International Journal of Computer Applications |
Foundation of Computer Science (FCS), NY, USA |
Volume 179 - Number 39 |
Year of Publication: 2018 |
Authors: Ayad E. Korial, Ali Kamal Taqi |
10.5120/ijca2018916484 |
Ayad E. Korial, Ali Kamal Taqi . Propose a Substitution Model for DNA Data Compression. International Journal of Computer Applications. 179, 39 ( May 2018), 20-26. DOI=10.5120/ijca2018916484
One of the most difficult challenges in lossless data compression is finding the right model for the Deoxyribonucleic Acid (DNA) compression.

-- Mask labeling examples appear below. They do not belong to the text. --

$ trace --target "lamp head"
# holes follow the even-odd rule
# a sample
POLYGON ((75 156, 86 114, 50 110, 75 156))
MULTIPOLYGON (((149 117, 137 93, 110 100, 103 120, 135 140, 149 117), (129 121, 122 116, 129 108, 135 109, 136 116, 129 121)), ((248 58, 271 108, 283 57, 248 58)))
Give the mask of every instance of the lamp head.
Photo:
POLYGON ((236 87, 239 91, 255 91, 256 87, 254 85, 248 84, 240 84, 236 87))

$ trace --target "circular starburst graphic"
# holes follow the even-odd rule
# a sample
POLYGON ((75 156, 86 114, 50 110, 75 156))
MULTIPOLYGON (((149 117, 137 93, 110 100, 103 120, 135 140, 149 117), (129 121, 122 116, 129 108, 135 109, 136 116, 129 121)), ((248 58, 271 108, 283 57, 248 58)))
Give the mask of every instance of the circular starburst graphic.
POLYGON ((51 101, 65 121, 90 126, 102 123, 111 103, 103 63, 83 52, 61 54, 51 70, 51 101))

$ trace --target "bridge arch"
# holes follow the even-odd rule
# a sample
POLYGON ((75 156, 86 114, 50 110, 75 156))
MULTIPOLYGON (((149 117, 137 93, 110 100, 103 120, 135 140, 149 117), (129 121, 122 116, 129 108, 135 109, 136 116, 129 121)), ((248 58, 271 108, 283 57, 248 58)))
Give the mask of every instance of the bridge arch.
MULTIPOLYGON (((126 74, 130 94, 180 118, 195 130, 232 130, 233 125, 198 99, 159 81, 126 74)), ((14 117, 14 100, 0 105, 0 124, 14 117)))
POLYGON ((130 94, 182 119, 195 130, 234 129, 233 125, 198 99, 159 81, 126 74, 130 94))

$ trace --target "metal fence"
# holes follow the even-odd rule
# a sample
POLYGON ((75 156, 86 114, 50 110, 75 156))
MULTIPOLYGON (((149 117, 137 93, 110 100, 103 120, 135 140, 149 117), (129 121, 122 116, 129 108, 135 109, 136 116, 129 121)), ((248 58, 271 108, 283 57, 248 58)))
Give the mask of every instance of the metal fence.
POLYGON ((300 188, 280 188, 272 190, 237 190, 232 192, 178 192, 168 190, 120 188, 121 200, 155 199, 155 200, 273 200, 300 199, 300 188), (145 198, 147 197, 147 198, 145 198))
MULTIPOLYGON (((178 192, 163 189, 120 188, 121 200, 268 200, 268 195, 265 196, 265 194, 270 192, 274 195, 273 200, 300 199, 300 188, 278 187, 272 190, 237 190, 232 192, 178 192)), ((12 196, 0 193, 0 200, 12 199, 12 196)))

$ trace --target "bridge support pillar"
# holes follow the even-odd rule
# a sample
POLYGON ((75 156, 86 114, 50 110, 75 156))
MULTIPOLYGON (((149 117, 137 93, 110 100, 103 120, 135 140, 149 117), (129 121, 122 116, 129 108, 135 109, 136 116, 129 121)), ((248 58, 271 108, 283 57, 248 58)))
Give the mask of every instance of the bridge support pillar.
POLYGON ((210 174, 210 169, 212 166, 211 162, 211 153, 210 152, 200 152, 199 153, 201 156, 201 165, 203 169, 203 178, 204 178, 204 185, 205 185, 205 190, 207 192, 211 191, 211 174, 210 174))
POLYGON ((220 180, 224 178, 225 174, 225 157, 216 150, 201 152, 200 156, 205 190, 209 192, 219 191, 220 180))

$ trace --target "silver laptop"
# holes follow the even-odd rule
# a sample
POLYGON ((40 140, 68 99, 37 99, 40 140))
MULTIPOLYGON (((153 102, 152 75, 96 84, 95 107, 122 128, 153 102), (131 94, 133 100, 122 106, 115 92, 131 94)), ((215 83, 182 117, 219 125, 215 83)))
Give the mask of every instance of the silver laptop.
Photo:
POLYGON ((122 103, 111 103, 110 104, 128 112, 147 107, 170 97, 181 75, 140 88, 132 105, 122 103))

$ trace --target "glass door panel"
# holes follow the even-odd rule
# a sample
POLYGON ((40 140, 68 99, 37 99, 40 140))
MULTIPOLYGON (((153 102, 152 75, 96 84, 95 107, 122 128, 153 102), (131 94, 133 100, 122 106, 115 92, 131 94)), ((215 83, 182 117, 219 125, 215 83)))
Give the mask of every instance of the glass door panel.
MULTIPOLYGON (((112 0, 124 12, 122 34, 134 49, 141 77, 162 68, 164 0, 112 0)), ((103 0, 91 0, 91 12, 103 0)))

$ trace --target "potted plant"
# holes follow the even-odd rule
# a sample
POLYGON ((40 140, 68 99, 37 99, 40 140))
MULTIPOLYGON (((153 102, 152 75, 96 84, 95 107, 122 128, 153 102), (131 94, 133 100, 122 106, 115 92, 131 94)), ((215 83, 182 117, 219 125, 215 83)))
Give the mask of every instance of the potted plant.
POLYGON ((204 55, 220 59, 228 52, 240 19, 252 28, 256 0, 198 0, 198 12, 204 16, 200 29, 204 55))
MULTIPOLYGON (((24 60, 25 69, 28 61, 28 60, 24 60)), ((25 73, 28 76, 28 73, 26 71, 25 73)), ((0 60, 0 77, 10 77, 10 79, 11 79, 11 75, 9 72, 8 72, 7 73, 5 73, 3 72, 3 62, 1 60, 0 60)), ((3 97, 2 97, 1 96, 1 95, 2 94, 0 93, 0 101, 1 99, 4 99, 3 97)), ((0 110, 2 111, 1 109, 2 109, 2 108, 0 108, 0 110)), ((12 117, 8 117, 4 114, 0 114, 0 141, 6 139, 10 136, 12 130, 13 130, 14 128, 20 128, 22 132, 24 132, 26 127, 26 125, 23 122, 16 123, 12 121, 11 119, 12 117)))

DNA sequences include four chemical bases: adenine (A), guanine (G), cytosine (C), and thymine (T) where the information in DNA is stored as a code made up of these four chemical bases and these sequences show these are not random, if they are totally random then store them in two bits, this is the most efficient and logical way. This paper proposed an algorithm called A2 for DNA data compression. The proposed algorithm consists of four stages to build a substitutional model. The first stage used a modified version of run-length coding, in second and third stages mapping model for formatting data to be suitable for the final stage fed into Burrows-Wheeler Transform to use permutation technique that group related symbols as possible to improve dictionary coding using Lempel-Ziv (LZ77) and output file stored as (.a2) extension. The A2 algorithm implemented and tested on data from GenBank and shows acceptable file size and processing time ratio.